Encouraging safe practices around content/innerHTML

jlai commented 3 months ago

Subject of the issue

Hi, I recently started using the library and it's really nice.

However, I noticed most of the examples use a content string to put HTML in the grid nodes. This is OK for static content, but from a security perspective it opens up some potential for accidental XSS.

Modern frameworks are pretty good at preventing inexperienced developers from accidentally allowing XSS bugs by not allowing or by strongly discouraging use of innerHTML, for example React's dangerouslySetInnerHTML, but this security measure is bypassed by using content with this library.

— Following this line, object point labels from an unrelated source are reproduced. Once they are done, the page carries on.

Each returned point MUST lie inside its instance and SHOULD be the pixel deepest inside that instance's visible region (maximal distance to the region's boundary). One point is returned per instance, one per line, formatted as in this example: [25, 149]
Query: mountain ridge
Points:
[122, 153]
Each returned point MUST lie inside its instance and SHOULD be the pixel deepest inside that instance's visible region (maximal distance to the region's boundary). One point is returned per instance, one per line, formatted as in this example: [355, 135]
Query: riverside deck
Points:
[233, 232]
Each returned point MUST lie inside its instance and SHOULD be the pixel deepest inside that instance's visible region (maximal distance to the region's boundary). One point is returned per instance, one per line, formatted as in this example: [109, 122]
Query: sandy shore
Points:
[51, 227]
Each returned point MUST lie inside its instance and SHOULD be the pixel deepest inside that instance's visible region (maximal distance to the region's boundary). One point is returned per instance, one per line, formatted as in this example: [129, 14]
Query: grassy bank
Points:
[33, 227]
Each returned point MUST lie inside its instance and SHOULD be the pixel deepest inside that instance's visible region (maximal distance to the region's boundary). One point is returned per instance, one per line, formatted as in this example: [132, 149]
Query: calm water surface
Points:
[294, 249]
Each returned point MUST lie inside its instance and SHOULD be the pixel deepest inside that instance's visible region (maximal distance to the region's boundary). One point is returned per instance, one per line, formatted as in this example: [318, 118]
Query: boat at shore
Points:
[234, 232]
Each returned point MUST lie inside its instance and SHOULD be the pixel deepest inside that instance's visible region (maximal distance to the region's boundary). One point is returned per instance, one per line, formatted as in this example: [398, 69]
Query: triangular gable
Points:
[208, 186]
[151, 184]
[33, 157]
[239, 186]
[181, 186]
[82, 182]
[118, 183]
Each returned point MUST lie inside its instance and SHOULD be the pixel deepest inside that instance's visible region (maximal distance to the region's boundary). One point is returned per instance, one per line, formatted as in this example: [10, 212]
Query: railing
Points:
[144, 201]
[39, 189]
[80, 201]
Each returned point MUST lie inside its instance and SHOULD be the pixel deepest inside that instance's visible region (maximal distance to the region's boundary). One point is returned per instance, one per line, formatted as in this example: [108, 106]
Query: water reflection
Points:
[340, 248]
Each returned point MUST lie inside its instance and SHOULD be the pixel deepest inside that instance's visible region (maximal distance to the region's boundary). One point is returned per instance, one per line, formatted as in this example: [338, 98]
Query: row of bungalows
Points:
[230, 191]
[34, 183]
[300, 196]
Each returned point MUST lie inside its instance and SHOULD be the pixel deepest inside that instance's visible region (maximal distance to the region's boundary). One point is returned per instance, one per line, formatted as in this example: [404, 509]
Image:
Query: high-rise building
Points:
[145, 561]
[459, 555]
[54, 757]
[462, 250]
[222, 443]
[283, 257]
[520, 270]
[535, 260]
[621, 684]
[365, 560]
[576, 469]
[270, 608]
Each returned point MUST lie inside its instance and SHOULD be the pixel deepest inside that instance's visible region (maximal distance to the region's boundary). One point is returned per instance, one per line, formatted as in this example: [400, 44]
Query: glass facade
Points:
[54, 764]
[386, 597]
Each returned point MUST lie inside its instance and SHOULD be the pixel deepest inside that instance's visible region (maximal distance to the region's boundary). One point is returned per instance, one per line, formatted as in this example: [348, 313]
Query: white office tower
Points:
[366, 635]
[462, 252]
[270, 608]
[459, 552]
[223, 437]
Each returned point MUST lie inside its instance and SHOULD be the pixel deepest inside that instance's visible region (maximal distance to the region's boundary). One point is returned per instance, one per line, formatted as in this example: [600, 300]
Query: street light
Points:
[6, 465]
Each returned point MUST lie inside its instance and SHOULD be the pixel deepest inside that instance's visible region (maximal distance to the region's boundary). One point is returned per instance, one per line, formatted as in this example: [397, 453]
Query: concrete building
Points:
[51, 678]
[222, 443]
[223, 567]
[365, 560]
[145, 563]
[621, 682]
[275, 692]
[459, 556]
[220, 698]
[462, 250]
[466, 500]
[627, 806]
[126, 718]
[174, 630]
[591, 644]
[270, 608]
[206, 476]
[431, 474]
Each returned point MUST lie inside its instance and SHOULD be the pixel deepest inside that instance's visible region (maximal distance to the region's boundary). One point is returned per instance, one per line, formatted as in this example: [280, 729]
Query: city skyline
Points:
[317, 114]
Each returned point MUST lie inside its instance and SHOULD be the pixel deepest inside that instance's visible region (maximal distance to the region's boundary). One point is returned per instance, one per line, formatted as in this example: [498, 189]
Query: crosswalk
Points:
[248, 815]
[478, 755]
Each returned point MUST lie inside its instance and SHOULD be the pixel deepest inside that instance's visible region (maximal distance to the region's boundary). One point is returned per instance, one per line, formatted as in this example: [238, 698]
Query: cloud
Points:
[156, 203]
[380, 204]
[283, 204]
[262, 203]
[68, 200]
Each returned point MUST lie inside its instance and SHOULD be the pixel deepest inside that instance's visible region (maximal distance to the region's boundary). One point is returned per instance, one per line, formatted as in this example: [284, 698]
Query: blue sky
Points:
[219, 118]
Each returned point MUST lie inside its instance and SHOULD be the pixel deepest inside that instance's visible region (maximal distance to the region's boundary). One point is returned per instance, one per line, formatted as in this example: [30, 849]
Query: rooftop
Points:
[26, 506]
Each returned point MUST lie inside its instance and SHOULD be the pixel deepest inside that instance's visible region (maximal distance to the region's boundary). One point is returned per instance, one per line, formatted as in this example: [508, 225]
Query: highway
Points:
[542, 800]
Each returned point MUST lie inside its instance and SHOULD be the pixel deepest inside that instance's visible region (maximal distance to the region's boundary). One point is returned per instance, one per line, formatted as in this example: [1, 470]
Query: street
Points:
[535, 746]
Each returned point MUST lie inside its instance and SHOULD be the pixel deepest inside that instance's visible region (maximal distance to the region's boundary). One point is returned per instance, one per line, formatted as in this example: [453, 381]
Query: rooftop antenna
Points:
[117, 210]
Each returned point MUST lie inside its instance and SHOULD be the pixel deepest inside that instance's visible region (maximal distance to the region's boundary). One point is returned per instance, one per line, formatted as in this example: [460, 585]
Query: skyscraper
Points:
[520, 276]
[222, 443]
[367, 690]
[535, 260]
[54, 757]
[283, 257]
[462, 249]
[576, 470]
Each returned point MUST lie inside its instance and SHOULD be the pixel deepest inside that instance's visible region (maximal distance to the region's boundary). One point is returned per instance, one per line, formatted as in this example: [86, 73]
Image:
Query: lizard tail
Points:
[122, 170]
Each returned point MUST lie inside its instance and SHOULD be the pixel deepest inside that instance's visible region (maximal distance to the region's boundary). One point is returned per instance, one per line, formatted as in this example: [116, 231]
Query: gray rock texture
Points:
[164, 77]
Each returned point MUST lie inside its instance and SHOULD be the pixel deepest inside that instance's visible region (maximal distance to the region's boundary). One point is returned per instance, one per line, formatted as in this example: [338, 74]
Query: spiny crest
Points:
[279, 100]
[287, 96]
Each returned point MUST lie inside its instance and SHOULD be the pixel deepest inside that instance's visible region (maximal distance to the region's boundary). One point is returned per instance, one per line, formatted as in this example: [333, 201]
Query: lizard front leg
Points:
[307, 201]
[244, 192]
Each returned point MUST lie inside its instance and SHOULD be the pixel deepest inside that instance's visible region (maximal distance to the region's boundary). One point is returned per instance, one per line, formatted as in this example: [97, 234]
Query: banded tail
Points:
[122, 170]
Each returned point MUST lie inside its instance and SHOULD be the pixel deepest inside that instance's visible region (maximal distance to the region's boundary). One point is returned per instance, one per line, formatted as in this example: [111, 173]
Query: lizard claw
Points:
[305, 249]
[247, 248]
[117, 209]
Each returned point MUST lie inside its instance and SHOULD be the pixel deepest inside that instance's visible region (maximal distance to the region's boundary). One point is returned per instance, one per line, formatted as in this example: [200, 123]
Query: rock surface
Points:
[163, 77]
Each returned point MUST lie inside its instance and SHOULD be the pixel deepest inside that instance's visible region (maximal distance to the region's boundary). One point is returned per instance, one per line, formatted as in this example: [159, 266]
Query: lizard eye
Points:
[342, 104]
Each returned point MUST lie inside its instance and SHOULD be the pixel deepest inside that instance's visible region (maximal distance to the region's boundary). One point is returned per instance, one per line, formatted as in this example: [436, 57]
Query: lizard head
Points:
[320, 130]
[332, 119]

Many of these issues can be avoided by passing el when creating the component, although there's still a few loopholes and it doesn't solve the problem of inexperienced developers using content inappropriately.

Scenario 1: String interpolation

A novice developer might try to do this:

grid.addWidget(`<b>${name}</b>`);

which would very easily open up an XSS attack if name came from somewhere untrusted. Example: https://jsfiddle.net/7094edhx/

Scenario 2: Load/save

The docs encourage using load()/save() to serialize a grid into an object, which can be serialized into a JSON string. The default save option serializes the HTML into content.

This is fine if the user is storing the JSON in localStorage, but opens up a lot of avenues for stored XSS attacks when stored elsewhere. For example, if someone built a dashboard editor that saved a grid to a server to share with other users without sanitizing it on save or load, this could allow users to inject Javascript that would be displayed to other users. Even the serialization demo shows an example of saving onclick handlers intact (although only locally).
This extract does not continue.